Single by George Strait

from the album Easy Come Easy Go
- B-side: "She Lays It All on the Line"
- Released: August 9, 1993
- Recorded: April 22, 1993
- Genre: Country
- Length: 3:04 (album version); 2:35 (single edit);
- Label: MCA54717
- Songwriters: Aaron Barker, Dean Dillon
- Producers: Tony Brown George Strait

George Strait singles chronology
| "When Did You Stop Loving Me" (1993) | "Easy Come, Easy Go" (1993) | "I'd Like to Have That One Back" (1993) |

= Easy Come, Easy Go (George Strait song) =

"Easy Come, Easy Go" is a song written by Aaron Barker and Dean Dillon, and recorded by American country music artist George Strait. It was released in August 1993 as the lead single from his album of the same title. The song reached the top of the Billboard Hot Country Singles & Tracks (now Hot Country Songs) chart and on the Canadian RPM Country Tracks chart.
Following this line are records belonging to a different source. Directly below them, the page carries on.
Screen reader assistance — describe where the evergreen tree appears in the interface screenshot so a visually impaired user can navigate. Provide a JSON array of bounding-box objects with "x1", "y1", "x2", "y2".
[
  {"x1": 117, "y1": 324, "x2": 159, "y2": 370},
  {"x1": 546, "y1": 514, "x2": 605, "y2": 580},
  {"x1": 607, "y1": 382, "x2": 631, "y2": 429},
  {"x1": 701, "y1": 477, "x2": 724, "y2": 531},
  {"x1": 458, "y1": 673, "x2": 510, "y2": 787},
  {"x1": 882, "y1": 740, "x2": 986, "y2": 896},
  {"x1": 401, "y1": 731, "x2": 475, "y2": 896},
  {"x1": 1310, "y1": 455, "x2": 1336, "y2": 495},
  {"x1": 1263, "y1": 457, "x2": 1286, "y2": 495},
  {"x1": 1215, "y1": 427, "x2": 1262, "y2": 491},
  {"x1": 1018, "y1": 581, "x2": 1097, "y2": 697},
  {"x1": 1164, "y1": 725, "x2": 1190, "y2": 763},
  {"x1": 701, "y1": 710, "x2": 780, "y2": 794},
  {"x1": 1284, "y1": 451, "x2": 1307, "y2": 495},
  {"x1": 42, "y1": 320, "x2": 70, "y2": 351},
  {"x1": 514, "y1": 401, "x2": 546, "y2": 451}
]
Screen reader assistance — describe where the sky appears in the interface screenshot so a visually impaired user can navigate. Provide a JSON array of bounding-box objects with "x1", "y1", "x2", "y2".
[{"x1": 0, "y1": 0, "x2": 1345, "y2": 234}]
It peaked at number 71 on the U.S. Billboard Hot 100.

==Content==
A breakup song, the narrator discusses how he and his lover have agreed to mutually end their relationship because they were not meant to be with each other.

==Chart performance==
The song debuted at number 57 on the Hot Country Singles & Tracks chart dated August 21, 1993. It charted for 20 weeks on that chart, and spent two weeks at Number One on the chart dated October 23, 1993. It also peaked at number 71 on the Billboard Hot 100, becoming Strait's first entry on that chart.

===Charts===

| Chart (1993) | Peak position |
|---|---|
| Canada Country Tracks (RPM) | 1 |
| US Billboard Hot 100 | 71 |
| US Hot Country Songs (Billboard) | 1 |

===Year-end charts===

| Chart (1993) | Position |
|---|---|
| Canada Country Tracks (RPM) | 41 |
| US Country Songs (Billboard) | 6 |

==Certifications==

Certifications for Easy Come, Easy Go
| Region | Certification | Certified units/sales |
| United States (RIAA) | Gold | 500,000^{‡} |
^{‡} Sales+streaming figures based on certification alone.